作 者 ：Wang QH#, Zhang J#, Liu Y, Jia Y, Jiao YN, Xu B, Chen ZD*
刊物名稱 ：Journal of Experimental Botany
卷 ：73 期 ：13 頁碼 ：4306–4322
Bryophytes including mosses, liverworts, and hornworts are among the earliest land plants, and occupy a crucial phylogenetic position to aid in the understanding of plant terrestrialization. Despite their small size and simple structure, bryophytes are the second largest group of extant land plants. They live ubiquitously in various habitats and are highly diversified, with adaptive strategies to modern ecosystems on Earth. More and more genomes and transcriptomes have been assembled to address fundamental questions in plant biology. Here, we review recent advances in bryophytes associated with diversity, phylogeny, and ecological adaptation.

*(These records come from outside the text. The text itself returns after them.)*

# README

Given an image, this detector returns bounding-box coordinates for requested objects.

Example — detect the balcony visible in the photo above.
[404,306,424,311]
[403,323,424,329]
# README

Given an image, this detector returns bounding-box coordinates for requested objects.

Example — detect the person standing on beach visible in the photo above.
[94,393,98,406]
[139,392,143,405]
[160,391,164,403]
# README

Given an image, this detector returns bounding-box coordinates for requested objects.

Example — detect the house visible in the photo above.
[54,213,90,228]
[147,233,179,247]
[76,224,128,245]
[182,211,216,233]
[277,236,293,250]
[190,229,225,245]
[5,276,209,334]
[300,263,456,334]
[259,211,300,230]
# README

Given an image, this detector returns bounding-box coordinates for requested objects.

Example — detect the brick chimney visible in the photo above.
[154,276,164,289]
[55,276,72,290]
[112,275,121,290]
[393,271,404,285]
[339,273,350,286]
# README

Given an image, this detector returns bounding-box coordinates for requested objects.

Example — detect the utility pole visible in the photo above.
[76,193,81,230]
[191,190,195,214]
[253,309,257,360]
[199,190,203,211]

Phylogenomic studies have provided increasing supports for the monophyly of bryophytes, with hornworts sister to the Setaphyta clade including liverworts and mosses. Further comparative genomic analyses revealed that multiple whole-genome duplications might have contributed to the species richness and morphological diversity in mosses. We highlight that the biological changes through gene gain or neofunctionalization that primarily evolved in bryophytes have facilitated the adaptation to early land environments; among the strategies to adapt to modern ecosystems in bryophytes, desiccation tolerance is the most remarkable. More genomic information for bryophytes would shed light on key mechanisms for the ecological success of these 『dwarfs』 in the plant kingdom.